Health Magazine

It's Amazing to Think That I've Not Posted on This Blog f...

By Wplayter
It's amazing to think that I've not posted on this blog for a year. Thank you to all who encouraged me to keep going - your encouragement means a lot to me. Well, let's see. Right now I'm still struggling with the washing of my hands. I've been using pump soap lately which has really dried out my hands. Any advice on how to restore moisture to my cracked and bleeding knuckles? :)
OCD is a really amazing thing. It keeps cycling. It preys on your worst fears, and keeps changing so you always find yourself at a disadvantage. I've talked before about "good" and "bad" numbers. Recently I've found that they can cycle through pretty fast. The numbers that were traditionally bad for me have turned good for a while, and have now started turning back to bad. It's frustrating. Just when you thought improvements were being made, the improvements switch back to bad things.

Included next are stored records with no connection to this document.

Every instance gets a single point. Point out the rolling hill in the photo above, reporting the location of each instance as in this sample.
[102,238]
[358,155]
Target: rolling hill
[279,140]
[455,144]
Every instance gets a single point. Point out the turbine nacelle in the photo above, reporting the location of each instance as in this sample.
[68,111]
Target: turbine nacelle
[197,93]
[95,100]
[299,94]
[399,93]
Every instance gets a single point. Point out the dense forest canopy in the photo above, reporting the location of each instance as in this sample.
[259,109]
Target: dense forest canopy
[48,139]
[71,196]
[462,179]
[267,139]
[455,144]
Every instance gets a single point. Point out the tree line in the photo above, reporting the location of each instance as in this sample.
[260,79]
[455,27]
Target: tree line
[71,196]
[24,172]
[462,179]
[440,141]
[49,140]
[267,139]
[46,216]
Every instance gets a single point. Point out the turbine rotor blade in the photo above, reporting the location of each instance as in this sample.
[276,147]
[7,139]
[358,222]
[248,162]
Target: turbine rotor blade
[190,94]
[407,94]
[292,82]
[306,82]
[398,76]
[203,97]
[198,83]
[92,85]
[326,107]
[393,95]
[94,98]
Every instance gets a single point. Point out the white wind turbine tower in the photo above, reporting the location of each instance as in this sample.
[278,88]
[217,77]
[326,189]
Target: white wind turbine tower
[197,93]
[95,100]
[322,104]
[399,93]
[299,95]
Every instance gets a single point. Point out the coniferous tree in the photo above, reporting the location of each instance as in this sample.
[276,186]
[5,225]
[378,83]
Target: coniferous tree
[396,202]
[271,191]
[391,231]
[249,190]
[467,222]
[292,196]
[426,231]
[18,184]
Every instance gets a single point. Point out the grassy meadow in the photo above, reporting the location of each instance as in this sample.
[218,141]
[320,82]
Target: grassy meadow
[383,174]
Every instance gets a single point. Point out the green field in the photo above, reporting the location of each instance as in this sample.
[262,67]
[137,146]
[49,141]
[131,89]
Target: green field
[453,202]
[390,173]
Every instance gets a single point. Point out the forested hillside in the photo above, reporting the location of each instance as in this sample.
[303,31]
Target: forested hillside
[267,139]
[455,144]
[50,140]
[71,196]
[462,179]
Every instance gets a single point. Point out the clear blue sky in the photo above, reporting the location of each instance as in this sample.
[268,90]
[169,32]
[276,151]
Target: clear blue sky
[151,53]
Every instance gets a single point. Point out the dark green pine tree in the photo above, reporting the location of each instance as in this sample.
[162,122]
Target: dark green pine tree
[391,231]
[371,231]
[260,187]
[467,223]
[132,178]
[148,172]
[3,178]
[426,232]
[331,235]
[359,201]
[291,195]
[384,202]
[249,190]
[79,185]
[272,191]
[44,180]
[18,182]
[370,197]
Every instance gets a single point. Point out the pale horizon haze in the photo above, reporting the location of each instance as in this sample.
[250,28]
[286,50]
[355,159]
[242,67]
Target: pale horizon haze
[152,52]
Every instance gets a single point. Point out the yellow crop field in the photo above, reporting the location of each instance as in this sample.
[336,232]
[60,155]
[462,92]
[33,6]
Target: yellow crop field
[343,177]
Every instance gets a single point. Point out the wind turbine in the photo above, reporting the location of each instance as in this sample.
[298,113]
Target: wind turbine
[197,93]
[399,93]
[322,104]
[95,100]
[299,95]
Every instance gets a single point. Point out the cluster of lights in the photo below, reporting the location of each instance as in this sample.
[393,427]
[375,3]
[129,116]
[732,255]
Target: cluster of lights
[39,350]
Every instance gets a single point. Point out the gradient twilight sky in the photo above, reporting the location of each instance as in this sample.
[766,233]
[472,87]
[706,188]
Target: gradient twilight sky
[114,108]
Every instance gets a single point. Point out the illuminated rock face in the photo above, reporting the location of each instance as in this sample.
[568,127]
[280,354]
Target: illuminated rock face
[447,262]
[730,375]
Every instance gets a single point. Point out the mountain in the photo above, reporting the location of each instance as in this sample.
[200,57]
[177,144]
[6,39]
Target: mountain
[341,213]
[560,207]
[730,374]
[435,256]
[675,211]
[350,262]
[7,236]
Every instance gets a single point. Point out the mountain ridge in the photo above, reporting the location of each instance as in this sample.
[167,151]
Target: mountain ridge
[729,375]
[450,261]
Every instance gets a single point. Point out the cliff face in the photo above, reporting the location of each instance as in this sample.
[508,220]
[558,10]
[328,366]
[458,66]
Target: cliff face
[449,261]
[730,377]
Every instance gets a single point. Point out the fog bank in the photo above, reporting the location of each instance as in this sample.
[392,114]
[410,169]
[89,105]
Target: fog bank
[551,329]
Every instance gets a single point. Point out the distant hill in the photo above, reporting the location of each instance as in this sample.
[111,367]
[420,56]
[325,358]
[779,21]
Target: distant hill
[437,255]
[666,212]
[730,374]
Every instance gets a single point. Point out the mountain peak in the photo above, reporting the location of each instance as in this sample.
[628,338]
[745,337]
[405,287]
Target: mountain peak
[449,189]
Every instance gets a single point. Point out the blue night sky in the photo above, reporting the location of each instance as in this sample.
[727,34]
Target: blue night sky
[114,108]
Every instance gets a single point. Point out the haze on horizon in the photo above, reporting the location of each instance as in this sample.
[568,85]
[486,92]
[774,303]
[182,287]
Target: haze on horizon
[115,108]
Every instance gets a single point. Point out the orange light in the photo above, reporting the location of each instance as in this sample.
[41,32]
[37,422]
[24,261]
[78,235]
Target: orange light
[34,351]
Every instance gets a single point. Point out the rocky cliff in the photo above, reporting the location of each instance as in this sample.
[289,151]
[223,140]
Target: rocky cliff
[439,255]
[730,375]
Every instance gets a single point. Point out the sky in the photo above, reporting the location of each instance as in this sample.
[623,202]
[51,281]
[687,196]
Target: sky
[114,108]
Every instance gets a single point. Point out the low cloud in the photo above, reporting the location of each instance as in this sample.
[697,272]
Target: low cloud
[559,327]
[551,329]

Life has been pretty good lately, thought, in spite of the bleeding knuckles and cycling numbers. I've been taking some vitamin supplements that have at least put me in a good mood. Mind you, I"m not a doctor, so perhaps the supplements I am taking will lead to some kind of weird cancer or destroy my spleen. I don't know. What I do know is that I am feeling great taking St. John's Wort, Magnesium/Calcium/Zinc, Flax/Borage/Fish Oil, and then my regular medications. Please ask your doctor before adding any supplements or vitamins to your medication. Some supplements have terrible reactions with medication. Ask your doctor before you try any vitamins or supplements. (Lawyers, are you happy?!)

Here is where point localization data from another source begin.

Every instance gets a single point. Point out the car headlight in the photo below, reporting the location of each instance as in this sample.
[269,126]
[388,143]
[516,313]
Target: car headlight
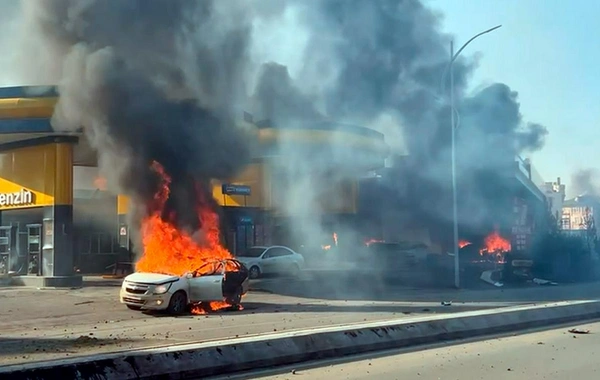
[162,289]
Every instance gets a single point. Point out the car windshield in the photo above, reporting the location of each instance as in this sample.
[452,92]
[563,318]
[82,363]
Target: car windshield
[253,252]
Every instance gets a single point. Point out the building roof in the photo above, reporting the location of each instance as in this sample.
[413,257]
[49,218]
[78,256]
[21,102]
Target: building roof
[582,201]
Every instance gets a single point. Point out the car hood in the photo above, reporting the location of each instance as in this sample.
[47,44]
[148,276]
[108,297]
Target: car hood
[246,260]
[151,278]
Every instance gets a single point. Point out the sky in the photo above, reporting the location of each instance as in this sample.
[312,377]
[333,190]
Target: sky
[549,52]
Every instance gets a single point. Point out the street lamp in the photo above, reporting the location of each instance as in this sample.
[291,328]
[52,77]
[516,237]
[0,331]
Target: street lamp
[453,116]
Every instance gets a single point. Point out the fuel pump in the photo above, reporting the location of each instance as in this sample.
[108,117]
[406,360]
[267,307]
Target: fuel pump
[34,246]
[8,242]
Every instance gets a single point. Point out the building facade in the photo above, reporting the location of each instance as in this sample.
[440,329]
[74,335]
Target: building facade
[555,193]
[57,220]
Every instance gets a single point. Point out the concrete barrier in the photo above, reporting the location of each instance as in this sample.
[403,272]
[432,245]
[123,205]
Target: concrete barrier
[234,355]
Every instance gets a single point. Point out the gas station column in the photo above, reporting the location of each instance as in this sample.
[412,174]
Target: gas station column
[122,208]
[57,224]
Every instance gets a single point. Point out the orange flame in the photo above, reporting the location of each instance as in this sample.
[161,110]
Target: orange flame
[495,244]
[463,243]
[168,250]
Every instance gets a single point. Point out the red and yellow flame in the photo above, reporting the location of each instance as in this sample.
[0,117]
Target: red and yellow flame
[169,250]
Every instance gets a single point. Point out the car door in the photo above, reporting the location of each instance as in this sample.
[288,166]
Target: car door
[268,261]
[282,259]
[207,287]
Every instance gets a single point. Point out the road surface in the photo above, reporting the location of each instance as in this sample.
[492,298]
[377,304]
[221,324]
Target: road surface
[551,355]
[51,324]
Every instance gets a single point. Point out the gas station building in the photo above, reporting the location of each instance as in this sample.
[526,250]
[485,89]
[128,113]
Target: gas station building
[57,221]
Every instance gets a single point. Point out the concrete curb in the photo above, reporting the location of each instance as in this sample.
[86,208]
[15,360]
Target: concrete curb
[233,355]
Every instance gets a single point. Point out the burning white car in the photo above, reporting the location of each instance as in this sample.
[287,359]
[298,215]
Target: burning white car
[213,282]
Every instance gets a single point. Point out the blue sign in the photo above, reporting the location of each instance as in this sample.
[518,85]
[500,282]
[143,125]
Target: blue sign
[228,189]
[245,220]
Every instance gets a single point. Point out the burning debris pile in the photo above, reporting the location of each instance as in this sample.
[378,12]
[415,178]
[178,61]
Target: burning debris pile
[157,87]
[494,248]
[169,250]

I have been struggling lately with a really weird symptom. It's not terribly disruptive, but it's weird. I have to have the light reflect off my thumbnail just right, so that it forms a vertical line down the left side of my left thumbnail. I don't know if any of my friends or family have noticed me angling my thumb so that whatever light there is (lamp light, the light of the speedometer, etc.) hits it just right, but it is annoying. I'm still slightly surprised I haven't gotten in a car accident due to all the things I have to do with my OCD while driving, but there you are.
What a crazy disorder. How can I help any of you who may be struggling?